I made a promise to myself that I would adjust my Super Mummy cape as it had definitely slipped and put my armour back on. Chloe had no idea that I was sad. My biggest wish is for my daughter to carry on being the amazing, extraordinary, brilliant, happy little girl that she is. Life has more barriers for her, it is unfair but I want to give her the strength and confidence to feel anything is possible. So tonight this Super Mummy is very tired but I am ready to fight another day.

Sunday, 2 March 2014

A rare child with an inspiring story

I have been meaning to start this blog for ages, but for some reason kept putting it off. On Friday it was rare disease day and this has spurred me on. My little girl is as rare as they come. Born deaf and blind as our geneticist pointed out both her sensory losses couldn't really have been more severe. Thankfully she doesn't have any other cognitive or health issues and she has found a way of being in this world which takes my breath away. We couldn't imagine in that hellish first year that our daughter would have a particularly fulling future. How would she be able to communicate without her hearing or vision?
We have had an army of people helping us from the NHS, social services and education. Five years later thanks to cochlear implants which have given her access to sound we cannot stop her talking. It's just incredible. She has some limited functional vision and she is a pretty competent long cane user. She reads and writes using Braille and has specialist support workers in school.
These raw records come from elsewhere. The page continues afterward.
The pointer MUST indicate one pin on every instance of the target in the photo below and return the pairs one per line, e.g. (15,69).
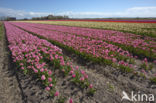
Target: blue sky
(78,8)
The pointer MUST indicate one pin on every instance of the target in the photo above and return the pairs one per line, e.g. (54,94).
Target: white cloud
(20,14)
(130,12)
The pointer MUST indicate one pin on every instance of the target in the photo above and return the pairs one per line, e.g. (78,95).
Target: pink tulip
(49,79)
(56,93)
(73,75)
(43,77)
(47,88)
(90,86)
(70,100)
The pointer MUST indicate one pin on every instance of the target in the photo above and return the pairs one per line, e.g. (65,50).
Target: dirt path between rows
(9,86)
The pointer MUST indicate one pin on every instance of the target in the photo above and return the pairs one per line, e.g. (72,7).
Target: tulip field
(98,60)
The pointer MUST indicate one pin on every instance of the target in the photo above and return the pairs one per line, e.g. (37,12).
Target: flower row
(97,50)
(130,42)
(41,58)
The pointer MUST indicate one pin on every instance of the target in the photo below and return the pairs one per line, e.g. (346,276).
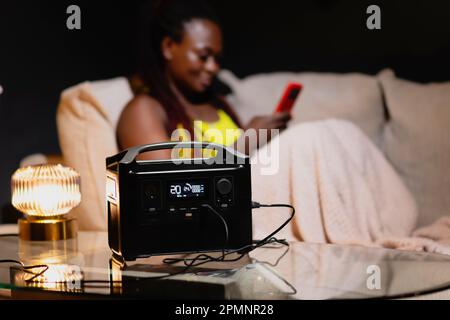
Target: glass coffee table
(84,268)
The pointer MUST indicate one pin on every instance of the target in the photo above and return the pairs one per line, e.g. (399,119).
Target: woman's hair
(166,18)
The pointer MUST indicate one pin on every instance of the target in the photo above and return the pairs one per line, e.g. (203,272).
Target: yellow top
(224,131)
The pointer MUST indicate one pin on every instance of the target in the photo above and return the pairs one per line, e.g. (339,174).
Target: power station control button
(224,186)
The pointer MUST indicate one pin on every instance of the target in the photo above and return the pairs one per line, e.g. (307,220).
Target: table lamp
(46,194)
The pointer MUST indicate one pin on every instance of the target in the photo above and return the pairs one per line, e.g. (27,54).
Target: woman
(180,59)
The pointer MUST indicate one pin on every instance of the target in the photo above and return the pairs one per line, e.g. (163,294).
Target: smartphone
(289,96)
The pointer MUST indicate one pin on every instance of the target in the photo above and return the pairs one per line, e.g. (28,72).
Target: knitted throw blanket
(343,189)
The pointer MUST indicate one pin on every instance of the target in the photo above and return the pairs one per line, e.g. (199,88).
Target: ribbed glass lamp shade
(45,191)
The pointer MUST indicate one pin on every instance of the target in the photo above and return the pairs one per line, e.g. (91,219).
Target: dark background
(39,57)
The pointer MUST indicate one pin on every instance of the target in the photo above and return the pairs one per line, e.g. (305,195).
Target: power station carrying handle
(224,152)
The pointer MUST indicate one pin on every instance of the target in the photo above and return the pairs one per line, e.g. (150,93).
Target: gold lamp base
(47,229)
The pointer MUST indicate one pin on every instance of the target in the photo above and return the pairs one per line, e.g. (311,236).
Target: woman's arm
(143,121)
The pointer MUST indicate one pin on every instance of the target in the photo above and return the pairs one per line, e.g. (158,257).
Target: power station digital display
(187,190)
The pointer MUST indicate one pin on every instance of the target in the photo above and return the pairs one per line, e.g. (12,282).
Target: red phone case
(291,93)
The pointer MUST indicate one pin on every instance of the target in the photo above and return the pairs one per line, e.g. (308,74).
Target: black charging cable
(199,259)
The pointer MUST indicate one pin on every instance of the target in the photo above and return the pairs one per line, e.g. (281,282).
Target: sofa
(408,121)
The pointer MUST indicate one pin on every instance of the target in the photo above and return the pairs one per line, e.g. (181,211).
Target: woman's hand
(277,120)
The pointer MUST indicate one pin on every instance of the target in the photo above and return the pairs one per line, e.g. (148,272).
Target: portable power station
(161,207)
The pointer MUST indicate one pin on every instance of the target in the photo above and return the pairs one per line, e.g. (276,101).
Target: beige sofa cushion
(417,141)
(355,97)
(86,119)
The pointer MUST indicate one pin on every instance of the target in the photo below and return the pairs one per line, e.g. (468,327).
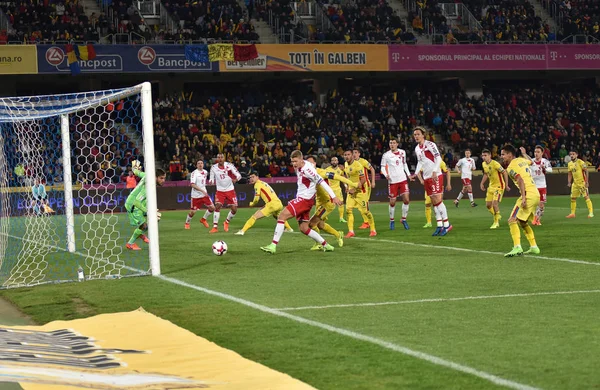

It's not easy for her, she has to work so so hard to be alongside her peers but she is holding her own in main stream school with an army of friends who love and admire her as much as I do.
I plan to let you in on our world. Tell you about her triumphs and tragedies and how I negotiate my way as her Mum. Having Chloe has changed my life in so many ways. I wish sometimes with all my heart that she could see and hear like other children. But I wouldn't be without her despite the excruciating pain that comes with having a disabled child. She is the most warm, loving, generous, stroppy, determined and quite simply hilarious child one could wish for. She makes people smile from their bellies and I hope by sharing snippets of our life you will too.